1992 年 40 巻 2 号 p. 139-144
生態学的な知見の乏しいメバルについて, 播磨灘南部沿岸海域を調査地区に選定して, その食性および成熟に関する研究を行なった。
メバルは甲殻類, 頭足類, 多毛類, 魚類などを摂餌するが, その選択性の幅はかなり狭く, 特定の餌料に強い嗜好性があることが明らかとなった。特に, アミ類, エビ類, 魚類などの浮遊性あるいは遊泳性生物をよく摂餌しているようであり, これはメバルの生活域が海底面からやや離れていることを示唆する事実と思われた。摂餌量指数は, 空胃個体が非常に多かったため, その平均値は0.143と, 非常に低い値となった。このことから, メバルはあまり頻繁に餌を摂らないという種としての特性を持っていることが推察された。

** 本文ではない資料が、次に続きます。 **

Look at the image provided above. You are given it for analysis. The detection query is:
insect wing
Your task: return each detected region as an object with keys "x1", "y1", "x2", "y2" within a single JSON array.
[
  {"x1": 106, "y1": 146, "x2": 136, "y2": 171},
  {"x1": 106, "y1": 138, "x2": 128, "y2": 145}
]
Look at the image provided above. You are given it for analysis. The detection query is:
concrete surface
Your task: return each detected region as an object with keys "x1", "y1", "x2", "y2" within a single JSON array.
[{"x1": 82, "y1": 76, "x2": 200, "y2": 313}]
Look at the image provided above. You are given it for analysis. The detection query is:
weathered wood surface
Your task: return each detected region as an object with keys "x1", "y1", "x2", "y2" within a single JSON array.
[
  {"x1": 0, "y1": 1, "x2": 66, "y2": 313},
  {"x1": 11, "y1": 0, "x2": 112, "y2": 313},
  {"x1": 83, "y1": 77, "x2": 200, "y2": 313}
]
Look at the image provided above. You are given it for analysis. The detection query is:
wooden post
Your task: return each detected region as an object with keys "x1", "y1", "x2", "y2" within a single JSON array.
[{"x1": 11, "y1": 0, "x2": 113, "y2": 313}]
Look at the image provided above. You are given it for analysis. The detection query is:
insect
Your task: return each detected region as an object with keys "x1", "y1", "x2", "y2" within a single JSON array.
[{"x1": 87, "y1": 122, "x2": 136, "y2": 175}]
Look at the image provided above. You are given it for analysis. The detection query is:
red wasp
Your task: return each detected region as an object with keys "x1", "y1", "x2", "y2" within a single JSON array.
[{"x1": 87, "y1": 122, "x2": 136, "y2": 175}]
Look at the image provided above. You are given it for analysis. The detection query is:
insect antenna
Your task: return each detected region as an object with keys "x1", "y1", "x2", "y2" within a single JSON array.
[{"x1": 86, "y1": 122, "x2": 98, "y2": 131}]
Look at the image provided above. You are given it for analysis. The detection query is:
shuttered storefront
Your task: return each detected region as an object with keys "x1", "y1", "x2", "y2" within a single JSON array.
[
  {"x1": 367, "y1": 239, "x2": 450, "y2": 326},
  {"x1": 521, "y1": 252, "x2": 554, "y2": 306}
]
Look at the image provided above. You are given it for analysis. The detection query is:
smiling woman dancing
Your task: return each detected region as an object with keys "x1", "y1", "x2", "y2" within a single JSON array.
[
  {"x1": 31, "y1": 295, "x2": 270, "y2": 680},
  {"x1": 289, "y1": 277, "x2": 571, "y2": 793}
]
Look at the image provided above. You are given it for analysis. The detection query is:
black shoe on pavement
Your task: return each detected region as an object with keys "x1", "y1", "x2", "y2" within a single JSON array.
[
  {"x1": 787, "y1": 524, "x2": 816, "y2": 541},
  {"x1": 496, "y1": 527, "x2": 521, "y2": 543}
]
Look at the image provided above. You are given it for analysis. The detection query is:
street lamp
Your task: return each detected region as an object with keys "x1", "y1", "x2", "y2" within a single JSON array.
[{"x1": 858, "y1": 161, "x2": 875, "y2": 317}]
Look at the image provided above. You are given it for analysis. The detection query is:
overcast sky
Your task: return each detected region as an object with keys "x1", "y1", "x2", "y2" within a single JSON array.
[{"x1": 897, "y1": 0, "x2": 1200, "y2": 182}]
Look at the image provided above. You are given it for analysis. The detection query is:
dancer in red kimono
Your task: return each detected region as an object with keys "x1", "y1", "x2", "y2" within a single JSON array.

生殖腺指数 (GSI) の時期的な変動をみると, 雄では10月から11月にかけてGSI値が最大となり, 雌では雄より約1ケ月遅れて11月から12月にかけてGSI値が最大となった。GSIの変動より, 10月から12月にかけて交尾が行なわれ, 11月から1刀にかけて産仔が行なわれているものと推定され, これは他の数海域におけるメバルの成熟期とかなり共通していた。性比は, 周年を通じて大きな変化はなく, ほぼ1: 1であった。